James Gillespie Birney (February 4, 1792 A.D – November 18, 1857 A.D), American antislavery leader, born in Danville, Kentucky, and educated at the College of New Jersey (now Princeton University). His son David B. Birney was a Union general in the Civil War.In 1815 A.D, he again worked for the successful campaign of Henry Clay, who was running for U.S. Congress.
Birney also campaigned for George Madison, who was running for Kentucky Governor and won (Madison died months later). George Madison was also the maternal uncle of James Gillespie Birney’s wife, Agatha McDowell In 1832 A.D he gave up a prosperous law practice in Alabama to work for the American Colonization Society, which was dedicated to resettling blacks in Africa.

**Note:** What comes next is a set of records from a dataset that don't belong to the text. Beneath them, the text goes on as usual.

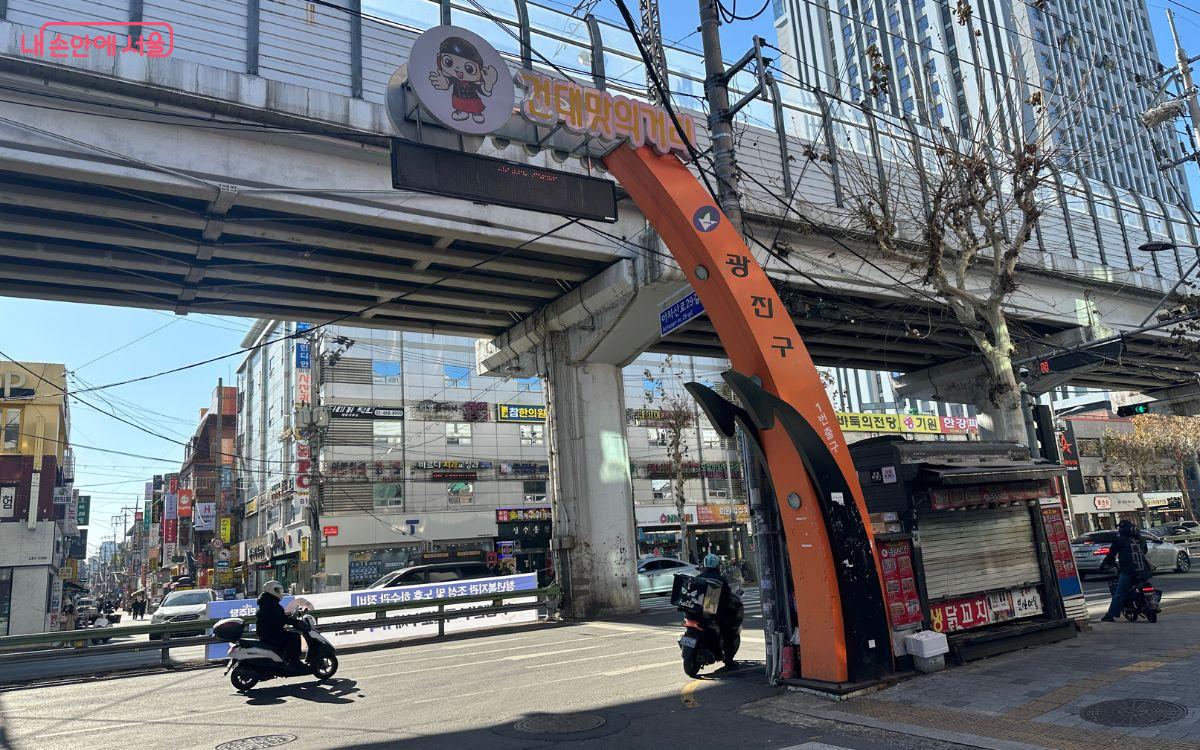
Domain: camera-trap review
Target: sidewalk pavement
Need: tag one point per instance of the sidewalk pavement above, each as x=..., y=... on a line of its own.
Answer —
x=1035, y=697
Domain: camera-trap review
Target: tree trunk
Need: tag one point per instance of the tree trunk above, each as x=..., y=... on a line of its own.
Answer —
x=1005, y=394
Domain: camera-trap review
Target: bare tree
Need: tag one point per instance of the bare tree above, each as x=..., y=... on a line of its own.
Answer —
x=959, y=207
x=1156, y=439
x=675, y=415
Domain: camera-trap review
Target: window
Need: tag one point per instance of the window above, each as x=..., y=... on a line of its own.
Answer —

James Gillespie Birney freed his inherited slaves in 1834 A.D and in 1835 A.D moved to Cincinnati, Ohio, where he began publication of an antislavery newspaper, the Philanthropist, in January 1836 A.D. The following year he became executive secretary of the American Anti-Slavery Society, and he was vice president of the World Anti-Slavery Convention in London in 1840 A.D.
In 1840 A.D and again in 1844 A.D Birney was the presidential candidate of the Liberty party, which advocated the abolition of slavery by moral persuasion and by political action. Among Birney’s writings are A Letter on the Political Obligations of Abolitionists (1839 A.D) and The American Churches, the Bulwarks of American Slavery (1840 A.D).
In 1889 A.D, an all-black school in the Hillsdale neighborhood of Washington, D.C., was named the Birney School in his honor. It later became an elementary school and in 1962 A.D it was renamed Nichols Avenue Elementary School.